Seventeen-year-old Leo is sitting in an empty playground at night, listening to the sound of partying and pop music filtering in from the beach, when he sees another, more popular boy strangle himself with the ropes of the swings. Then, in a panic, Leo drags him to the beach and buries him.
This slim but memorable novel of teenage boredom and discontent is the ideal accompaniment to the hottest days of summer, whether you’re reading it while basking on a beach somewhere or comfortably relaxing in air conditioning ... Jestin (who himself is in his mid-20s) effectively captures that moment in a young person’s life when they might feel ready to separate from their family of origin but still have not found their identity or claimed their place in the adult world. Drifting from place to place, making missteps, expressing vulnerability, and finally achieving at least one of his goals (only to be supremely underwhelmed by the experience), Leo’s late-summer day --- dead body aside --- perfectly encapsulates what being a teenager feels like sometimes.

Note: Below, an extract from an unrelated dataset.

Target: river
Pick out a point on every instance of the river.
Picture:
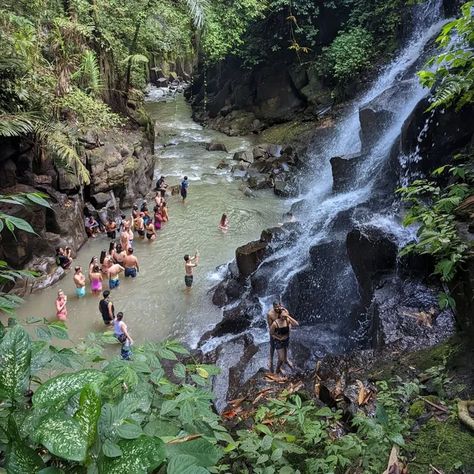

... [a] short, sharp, shock of a novel ... Jestin is extremely good on precisely those sensations so indelibly associated with fraught teen summers, be it Leonard’s obscure feelings of separation from his perfectly pleasant family, the forced bonhomie of those running the campsite or the blistering heat that seeps like an illness under the skin ... Adolescent horror stories are not particularly uncommon, but this one is beautifully done.
Jestin’s charged and chilling debut turns on a stifling vacation that descends from purgatory into a nightmarish inferno ... Though not the subtlest portrait of adolescence, Leonard’s curt voice is distinctly effective. Jestin’s memorable vision of a crushing landscape will linger with the reader.